Sun Storage 7000 Unified Storage System: Thermal Events and Ongoing Fan issues on 7410/7110 storage arrays

Asset ID:	1-72-1386616.1
Update Date:	2012-03-30
Keywords:

Solution Type Problem Resolution Sure

Solution 1386616.1 : Sun Storage 7000 Unified Storage System: Thermal Events and Ongoing Fan issues on 7410/7110 storage arrays

Applies to:

Sun Storage 7410 Unified Storage System - Version: Not Applicable to Not Applicable - Release: N/A to N/A
Sun Storage 7110 Unified Storage System - Version: Not Applicable to Not Applicable [Release: N/A to N/A]
7000 Appliance OS (Fishworks)

Symptoms

Thermal shutdown events reported on Sun Storage 7410 Unified Storage and Sun Storage 7110 Unified Storage System arrays.

Previous Array history of ongoing Fan issues being reported (usually via ASR) and Service Processor resets attempted to resolve the situation, but issues persist. In extreme situation the Sun Storage 7000 Unified Storage System experiences a Thermal Shutdown event.

High temperature alerts logged in storage controller iLOM or ipmp logs via SupportBundle/BUI

[logmgr: ID = 7401 : Wed Dec 7 07:02:21 2011 : IPMI : Log : critical : ID = 3a4 : 12/07/2011 : 07:02:21 : Temperature : sys.t_amb : Upper Critical going high : reading 44 > threshold 40 degrees C]

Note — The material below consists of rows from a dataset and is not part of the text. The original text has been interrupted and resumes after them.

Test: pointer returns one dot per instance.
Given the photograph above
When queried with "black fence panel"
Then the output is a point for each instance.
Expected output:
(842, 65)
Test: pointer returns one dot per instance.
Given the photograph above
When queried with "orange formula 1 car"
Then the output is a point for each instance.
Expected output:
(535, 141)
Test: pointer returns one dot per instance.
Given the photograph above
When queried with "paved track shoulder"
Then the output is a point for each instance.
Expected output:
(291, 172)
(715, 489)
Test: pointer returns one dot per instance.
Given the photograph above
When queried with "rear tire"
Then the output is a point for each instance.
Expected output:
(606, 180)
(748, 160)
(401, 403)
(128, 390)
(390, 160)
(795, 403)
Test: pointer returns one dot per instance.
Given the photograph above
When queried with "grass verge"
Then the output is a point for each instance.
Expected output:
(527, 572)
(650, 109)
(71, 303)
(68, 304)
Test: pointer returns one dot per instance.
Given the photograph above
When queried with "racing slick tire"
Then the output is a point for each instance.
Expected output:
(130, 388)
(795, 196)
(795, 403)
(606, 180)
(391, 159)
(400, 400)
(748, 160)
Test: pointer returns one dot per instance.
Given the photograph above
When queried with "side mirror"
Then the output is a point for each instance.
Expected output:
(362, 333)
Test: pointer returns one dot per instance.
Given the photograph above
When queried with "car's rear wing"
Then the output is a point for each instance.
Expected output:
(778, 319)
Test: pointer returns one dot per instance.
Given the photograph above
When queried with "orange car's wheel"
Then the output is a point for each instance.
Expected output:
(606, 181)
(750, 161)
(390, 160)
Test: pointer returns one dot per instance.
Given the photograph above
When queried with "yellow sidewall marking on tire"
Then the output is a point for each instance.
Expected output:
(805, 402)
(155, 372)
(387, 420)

Reported incidents of Sun Storage 7000 Unified Storage System controller automatically shutting down due to over temperature warning to prevent system overheating can be confirmed with collecting following data:

Fan LED status currently or before array shut down. Suspect Amber LED's
Current ambient data center temperature in local environment is within an acceptable range
iLOM snapshot if possible
Any recent SupportBundle data if available
If allowed to cool down the system, restart the Service Processor and the System using the console and monitor the system coming up

If you see multiple External sensors fan errors at FM 0 + FM 1 + FM 2 at same time then this can be BUG 6925325

iLOM prompt:   reset /SP/
CLI> Maintenance - hardware - select - chassis-000 - select - SP - reset

Changes

Previous SR's dealt with Fan issues and a reported Service Processor Memory leak situation that was resolved with an SP reset.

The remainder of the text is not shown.